/OCTA-FRNet

Primary LanguagePythonMIT LicenseMIT

This repo is the code archive for An Accurate and Efficient Neural Network for OCTA Vessel Segmentation and a New Dataset (ICASSP 2024).

Citation

@misc{ning2023accurate,
      title={An Accurate and Efficient Neural Network for OCTA Vessel Segmentation and a New Dataset}, 
      author={Haojian Ning and Chengliang Wang and Xinrun Chen and Shiying Li},
      year={2023},
      eprint={2309.09483},
      archivePrefix={arXiv},
      primaryClass={eess.IV}
}

FRNet

FRNet is a simple and efficient vessel segmentation network for OCTA images. It can achieve performance close to the SOTA method with only about 100k parameters. The model takes up less than 1MB of storage on the disk.

Run

git clone https://github.com/nhjydywd/OCTA-FRNet
cd OCTA-FRNet
pip install -r requirements.txt
python run_benchmark.py

The current version of the code contains 2 models: FRNet-base and FRNet, and 3 datasets: ROSSA, OCTA_500 (3M) and OCTA_500 (6M).

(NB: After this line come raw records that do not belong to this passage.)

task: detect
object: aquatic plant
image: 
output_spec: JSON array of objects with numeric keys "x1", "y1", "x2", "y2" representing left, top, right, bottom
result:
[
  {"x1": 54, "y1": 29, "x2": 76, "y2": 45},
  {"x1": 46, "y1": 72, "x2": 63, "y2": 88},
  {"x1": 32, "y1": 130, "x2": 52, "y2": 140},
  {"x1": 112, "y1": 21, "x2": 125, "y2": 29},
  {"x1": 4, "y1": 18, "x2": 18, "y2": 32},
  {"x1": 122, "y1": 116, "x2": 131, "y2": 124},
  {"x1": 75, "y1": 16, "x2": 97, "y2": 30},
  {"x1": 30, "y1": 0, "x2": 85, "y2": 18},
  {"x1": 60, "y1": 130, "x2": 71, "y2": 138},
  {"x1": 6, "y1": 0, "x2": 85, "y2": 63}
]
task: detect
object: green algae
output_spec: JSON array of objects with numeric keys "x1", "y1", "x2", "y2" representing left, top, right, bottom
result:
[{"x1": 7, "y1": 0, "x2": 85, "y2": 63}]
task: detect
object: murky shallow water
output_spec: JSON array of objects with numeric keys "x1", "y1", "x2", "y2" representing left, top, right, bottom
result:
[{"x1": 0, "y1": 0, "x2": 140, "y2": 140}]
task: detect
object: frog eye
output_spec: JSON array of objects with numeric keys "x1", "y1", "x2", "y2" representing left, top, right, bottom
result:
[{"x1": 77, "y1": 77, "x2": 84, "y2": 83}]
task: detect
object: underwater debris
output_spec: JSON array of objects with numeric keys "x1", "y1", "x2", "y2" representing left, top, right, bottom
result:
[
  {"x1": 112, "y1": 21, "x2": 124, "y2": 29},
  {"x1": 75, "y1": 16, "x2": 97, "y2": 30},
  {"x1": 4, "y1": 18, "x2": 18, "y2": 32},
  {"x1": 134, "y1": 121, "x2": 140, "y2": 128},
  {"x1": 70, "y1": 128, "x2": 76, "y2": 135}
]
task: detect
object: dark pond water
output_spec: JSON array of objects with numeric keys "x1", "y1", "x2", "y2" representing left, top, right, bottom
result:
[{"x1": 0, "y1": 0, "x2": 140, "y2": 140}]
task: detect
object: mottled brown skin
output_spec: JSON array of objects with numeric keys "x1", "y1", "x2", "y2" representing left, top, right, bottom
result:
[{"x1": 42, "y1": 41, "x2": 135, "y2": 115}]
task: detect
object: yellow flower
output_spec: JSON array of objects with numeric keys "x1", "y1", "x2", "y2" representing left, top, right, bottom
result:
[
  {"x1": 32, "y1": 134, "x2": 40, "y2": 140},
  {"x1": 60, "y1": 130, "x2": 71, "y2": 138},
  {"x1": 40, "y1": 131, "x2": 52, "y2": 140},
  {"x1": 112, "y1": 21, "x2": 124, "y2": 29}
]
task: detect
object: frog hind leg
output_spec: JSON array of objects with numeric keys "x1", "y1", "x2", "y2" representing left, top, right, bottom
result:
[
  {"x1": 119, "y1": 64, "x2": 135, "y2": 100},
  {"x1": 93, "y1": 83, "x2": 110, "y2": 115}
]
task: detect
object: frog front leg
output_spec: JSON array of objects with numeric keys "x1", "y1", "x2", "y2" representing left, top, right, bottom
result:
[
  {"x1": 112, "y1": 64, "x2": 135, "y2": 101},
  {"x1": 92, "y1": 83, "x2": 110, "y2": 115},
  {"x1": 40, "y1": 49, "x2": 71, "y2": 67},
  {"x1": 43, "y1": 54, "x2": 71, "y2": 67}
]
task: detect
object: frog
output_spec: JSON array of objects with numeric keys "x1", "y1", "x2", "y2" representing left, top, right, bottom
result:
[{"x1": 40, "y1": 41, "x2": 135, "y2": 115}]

By running run_benchmark.py, the 2 models on 3 datasets will be trained and evaluated at once (that is, a total of 2x3=6 results).

The results will be saved in json format to the result folder.

The ROSSA Dataset

ROSSA is an retinal OCTA vessel segmentation dataset semi-automatically annotations created by us using Segmentation Anything Model(SAM). It contains 918 images, which are stored in the dataset/ROSSA folder of this repo:

train_manual contains 100 images (NO.1-NO.100) that we manually annotated, using as training set.

train_sam contains 618 images (NO.301-NO.918) that are semi-automatically annotated using SAM, also using as training set.

val contains 100 images (NO.101-NO.200) that we manually annotated, , using as validation set.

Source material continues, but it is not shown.